Serendipitous Combination of Geekdoms

Jul 15, 2013 22:50

This month's issue of Foreign Policy has several fascinating articles. The first is The Cookbook Theory of Economics, which posits that one can measure economic development by cookbooks about the cuisine of a society. Agrarian societies where ingredients are very local and recipes are handed down from mother to daughter are almost impossible to replicate elsewhere. As the society develops economically, restaurants pop up (specialization) and there is a need to standardize ingredients as well as teach the recipes to strangers. That's when cookbooks start to appear. The trend continues with globalization and the increased number of women working outside the home.

The Second article is an essay on rice, and how it is used as a stable and form of hospitality in war zones from Afghanistan to Palestine to Mali. It includes partial recipes for three rice dishes (an uzbecki pilau, basmati rice and jollof rice) and descriptions of others, such as Somali surbiyaan and a Baghdadi spiced rice cooked with chicken. The fascinating part is the description of what families must go though to get their rice, and the joy of surviving another day to share the meal.

The third article "Austerity Lentils" reflects on the economic collapse in Greece, and the many ways of serving lentils in Greece - the author discusses the role of lentils in feeding her family when they were poor peasants, then as a dish for homesick immigrants, and now as a food served in soup kitchens. Though this article doesn't give specific recipes, there are descriptions of several different dishes, with ingredient lists.

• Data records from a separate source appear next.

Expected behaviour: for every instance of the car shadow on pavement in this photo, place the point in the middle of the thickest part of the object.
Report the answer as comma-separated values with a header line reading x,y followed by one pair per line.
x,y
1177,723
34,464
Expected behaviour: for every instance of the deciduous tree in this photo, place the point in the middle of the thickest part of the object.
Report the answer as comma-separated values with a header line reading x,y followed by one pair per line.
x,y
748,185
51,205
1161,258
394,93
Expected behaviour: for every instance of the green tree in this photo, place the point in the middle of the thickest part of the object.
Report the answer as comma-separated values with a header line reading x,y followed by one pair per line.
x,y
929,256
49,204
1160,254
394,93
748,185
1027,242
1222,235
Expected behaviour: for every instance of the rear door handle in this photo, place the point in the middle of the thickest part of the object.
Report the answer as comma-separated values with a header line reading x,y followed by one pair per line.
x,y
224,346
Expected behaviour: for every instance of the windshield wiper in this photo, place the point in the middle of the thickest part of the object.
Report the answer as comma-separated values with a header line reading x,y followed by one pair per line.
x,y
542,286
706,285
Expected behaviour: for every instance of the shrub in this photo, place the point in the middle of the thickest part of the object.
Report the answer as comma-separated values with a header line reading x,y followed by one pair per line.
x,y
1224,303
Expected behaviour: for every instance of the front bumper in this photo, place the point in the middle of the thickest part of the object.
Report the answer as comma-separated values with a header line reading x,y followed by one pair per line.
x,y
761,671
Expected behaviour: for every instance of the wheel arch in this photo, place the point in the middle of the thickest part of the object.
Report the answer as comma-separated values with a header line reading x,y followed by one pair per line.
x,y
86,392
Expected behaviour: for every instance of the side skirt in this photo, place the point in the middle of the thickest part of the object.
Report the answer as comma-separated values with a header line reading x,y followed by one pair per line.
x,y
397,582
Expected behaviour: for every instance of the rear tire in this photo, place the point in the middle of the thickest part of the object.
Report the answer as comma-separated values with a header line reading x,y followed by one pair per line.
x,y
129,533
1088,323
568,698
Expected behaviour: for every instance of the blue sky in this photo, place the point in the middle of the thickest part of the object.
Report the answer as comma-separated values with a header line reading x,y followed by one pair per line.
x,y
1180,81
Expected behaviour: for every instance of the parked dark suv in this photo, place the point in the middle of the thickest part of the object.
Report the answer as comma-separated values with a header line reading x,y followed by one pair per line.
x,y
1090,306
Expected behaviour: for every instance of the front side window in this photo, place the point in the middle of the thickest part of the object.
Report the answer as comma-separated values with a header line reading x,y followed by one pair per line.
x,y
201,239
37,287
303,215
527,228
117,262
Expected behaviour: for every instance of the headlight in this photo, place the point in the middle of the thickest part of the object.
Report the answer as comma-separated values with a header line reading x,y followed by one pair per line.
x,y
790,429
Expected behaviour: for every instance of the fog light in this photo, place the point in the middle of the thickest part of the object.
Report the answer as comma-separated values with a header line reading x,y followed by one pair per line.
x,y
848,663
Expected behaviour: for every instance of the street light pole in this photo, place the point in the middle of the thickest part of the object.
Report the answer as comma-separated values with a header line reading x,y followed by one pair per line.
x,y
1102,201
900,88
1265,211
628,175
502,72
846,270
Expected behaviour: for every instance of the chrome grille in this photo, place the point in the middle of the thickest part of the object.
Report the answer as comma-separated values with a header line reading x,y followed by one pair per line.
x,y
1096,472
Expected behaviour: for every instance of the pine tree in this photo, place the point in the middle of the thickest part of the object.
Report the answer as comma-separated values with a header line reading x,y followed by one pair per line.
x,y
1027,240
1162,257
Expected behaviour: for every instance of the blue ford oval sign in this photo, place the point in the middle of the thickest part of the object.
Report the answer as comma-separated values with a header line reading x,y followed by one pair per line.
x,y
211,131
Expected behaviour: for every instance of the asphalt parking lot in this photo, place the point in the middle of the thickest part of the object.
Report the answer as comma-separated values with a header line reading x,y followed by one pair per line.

The final article "Market Revolution", describes the revolution that has overtaken the restaurant industry in Poland since the fall of the Wall. During the Cold War, there were elegant but empty official restaurants and unlicensed restaurants that actually had food (usually seasonal, organic and often contraband). Following the collapse of communism, people went crazy for imported foods (bad pizza, worse "French" restaurants, and McDonald's). With time, home cooks became professional and packaging improved. With political stability came national self-confidence and a revival of Polish cooking. Now, with globalization, chefs are reinventing traditional Polish dishes with once-exotic ingredients. This one also comes with enough of a recipe to make sour cucumber soup (ogorkowa), if only I can figure out what the author means by sour dill pickles.